Survivors attending included Irene Frank of New Milford, who was born in Berlin and lived through a succession of concentration camps. “We are here in memory of our families; we will never forget,” she said.
Marlo Schacter Stern of Bergenfield, a native of Kovno in Lithuania, was there with her husband, Julius, a native of Cologne, Germany. “We are here so it never happens again,” she said. She lost her brother and father at Dachau.
Julius Stern left Germany before the war, escaped through Italy, and made his way to the then Palestine.

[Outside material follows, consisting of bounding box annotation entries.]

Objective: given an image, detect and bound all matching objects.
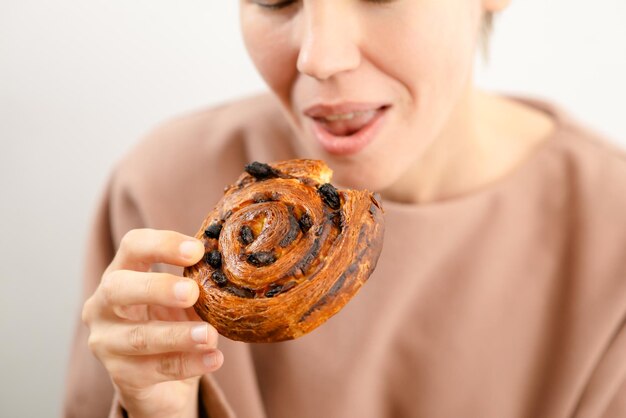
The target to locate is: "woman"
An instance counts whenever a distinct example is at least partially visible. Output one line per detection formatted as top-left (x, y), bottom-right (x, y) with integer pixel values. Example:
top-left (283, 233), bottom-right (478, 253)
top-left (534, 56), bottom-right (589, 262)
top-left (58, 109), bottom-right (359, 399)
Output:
top-left (66, 0), bottom-right (626, 418)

He joined the underground and fought for the creation of the State of Israel, he said.
The main floor of the auditorium, which seats 774, was filled to capacity and there was spillover to the balcony. “It was an amazing turnout, especially in light of the terrible weather,” said Amy Elfman, one of the organizers. She said flight delays kept some people away.
There were some 70 Holocaust survivors at the event, said Elfman, and they were asked to stand and hold electric candles. Several hundred names of Holocaust victims related to Teaneck residents were read by Arline Duker and Rabbi John Krug as six survivors stood on stage with lit candles, along with two generations of their descendants.
The six were Vera Barta from Hungary, Rachel Gidali from Romania, Regina Hochsztein from Poland, Abe Klein from Poland, Malka Nir from Poland, and Melanie Holder Oelbaum from Austria.
Following a reception for survivors and their families, the formal program opened with the singing of Hatikvah and the Star-Spangled Banner, led by Meir Fox. The program ended with a reading of the 20th Psalm by Rabbi Lawrence Zierler of the Jewish Center of Teaneck and the memorial prayer El Maleh Rachamim, led by Rabbi Yosef Adler of Cong. Rinat Yisrael.
Photos of Holocaust scenes were on display in the school’s lobby. The photos, on loan from the Holocaust Committee of Brooklyn, can be seen at the Teaneck Library through May.
The concluding song, by the Mloteks, was the “Hymn of the Partisans,” the words of a poem by Hirsh Glik of Vilnius set to music. Glik was killed in 1944. The audience was invited to sing along; the Yiddish text was on the program.
The last lines, in translation, are: “But a people amid crumbling walls did stand./They stood and sang this song with rifles held in hand.”